Dan seperti seekor kerbau yg bodoh, aqu menurutinya berkumur dgn seperma itu. Sementara si botak terus mengocok kemaluannya di dalem kemaluan aqu, aqu melihat Om Wiryo masuk ke dalem rumah aqu dan keluar kembali dgn membawa sebuah terong besar yg aqu beli tadi pagi untuk aqu masak serta sebuah kalung mutiara imitasi milik aqu. Tak berapa lama kemudian si botak mencapai kelimaks dan aqu pun terjatuh lemas di atas pasir tersebut.
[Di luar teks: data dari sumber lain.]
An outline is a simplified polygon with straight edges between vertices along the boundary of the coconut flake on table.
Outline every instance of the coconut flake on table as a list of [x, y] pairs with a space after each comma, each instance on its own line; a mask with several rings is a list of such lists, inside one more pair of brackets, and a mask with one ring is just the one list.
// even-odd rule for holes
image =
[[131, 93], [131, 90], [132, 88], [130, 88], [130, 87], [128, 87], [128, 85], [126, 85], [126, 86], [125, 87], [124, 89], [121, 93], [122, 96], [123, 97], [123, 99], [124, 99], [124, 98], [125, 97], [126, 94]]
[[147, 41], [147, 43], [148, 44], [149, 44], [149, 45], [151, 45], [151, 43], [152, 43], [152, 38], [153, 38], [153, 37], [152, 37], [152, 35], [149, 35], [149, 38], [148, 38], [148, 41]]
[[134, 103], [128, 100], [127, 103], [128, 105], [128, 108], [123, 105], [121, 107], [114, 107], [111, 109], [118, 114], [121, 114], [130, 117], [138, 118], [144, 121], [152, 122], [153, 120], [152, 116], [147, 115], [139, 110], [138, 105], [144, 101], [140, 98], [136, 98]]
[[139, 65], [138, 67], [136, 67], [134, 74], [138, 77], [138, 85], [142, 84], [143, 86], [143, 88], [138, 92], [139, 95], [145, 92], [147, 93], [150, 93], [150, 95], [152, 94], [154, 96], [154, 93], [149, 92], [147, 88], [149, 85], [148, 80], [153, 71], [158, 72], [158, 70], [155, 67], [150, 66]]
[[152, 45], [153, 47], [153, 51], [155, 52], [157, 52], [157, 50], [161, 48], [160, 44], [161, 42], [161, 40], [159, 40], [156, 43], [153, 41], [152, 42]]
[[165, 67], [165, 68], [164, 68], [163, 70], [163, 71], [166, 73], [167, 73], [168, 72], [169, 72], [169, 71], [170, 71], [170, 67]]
Melihat kawannya telah selesai, Om Wiryo menghampiri aqu sembari memaksa aqu kembali ke posisi merangkak.
“Sembari menunggu tenaga kita kembali pulih, mari kita lihat hiburan ini..” katanya sembari memasukkan terong ungu yg sangat besar itu ke dalem kemaluan aqu. Tentu saja aqu terkejut dan berusaha memberontak, tetapi kedua kawannya segera memegangi aqu. Dan tak lama kemudian,
“Bless..!” terong itu masuk 3/4-nya ke dalem kemaluan aqu. Rasa sakitnya benar-benar luar biasa, sehingga aqu menggoyg-goygkan bokong aqu ke kiri dan kanan.
“Lihat anjing ini.. ekornya aneh.. ha… ha… ha…” kata si tukang bangunan.
“Sekarang kamu merangkak keliling halaman belakang ini, ayo cepat..!” kata si tukang bangunan. Dgn perlahan aqu merangkak, dan ternyata rasanya benar-benar nikmat.
Kerana rasa geli-geli nikmat itu, sedikit-sedikit aqu berhenti, tetapi setiap aqu berhenti dgn segera mereka mencambuk bokong aqu. Tak berapa lama aqu mencapai kelimaks, melihat itu mereka tertawa. Om Wiryo kemudian menghampiri aqu, lalu mulai memasukkan kalung mutiara imitasi yg sebesar kelereng tadi satu persatu ke dalem lubang dubur aqu. Aqu kembali menjerit, tetapi dgn tenang dia berkata,
“Tahan dikit ya.., nanti enak kok..!” Sampai akhirnya, kemudian kalung itu tinggal seperempatnya yg terlihat, lalu sembari menggenggam sisa kalung tersebut dia berkata.
“Sekarang kamu maju pelan-pelan..” Dan ketika aqu bergerak, kembali kalung itu tercabut pelan-pelan dari dubur aqu sampai habis. Begitulah mereka mempermainkan aqu sampai kemudian mereka siap memperkosa aqu lagi berulang-ulang sampai sore hari, dan anehnya setiap mereka kelimaks aqu pun turut klimaks dgn arti aqu menikmati diperkosa.
Malam harinya ketika suami aqu pulang, aqu sama sekali tak melaporkan kejadian tersebut kepadanya, ga tau entah kenapa!mungkin saking nikmatnya bercinta bareng 3 buruh bangunan sehingga pemerkosaan tersebut terus terjadi berulang-ulang setiap aqu sedang tak kuliah. Dan setiap memperkosa, buruh bangunan ini selalu menyelingi dgn mengerjai aqu dgn cara yg aneh-aneh, dan itu berlangsung sampai dapur aqu selesai dibangun! Sunguh nikmatnya diperkosa buruh bangunan lho badan mereka kekar dan tenaga meraka sangat kuat dalem melakukan hubungan sex.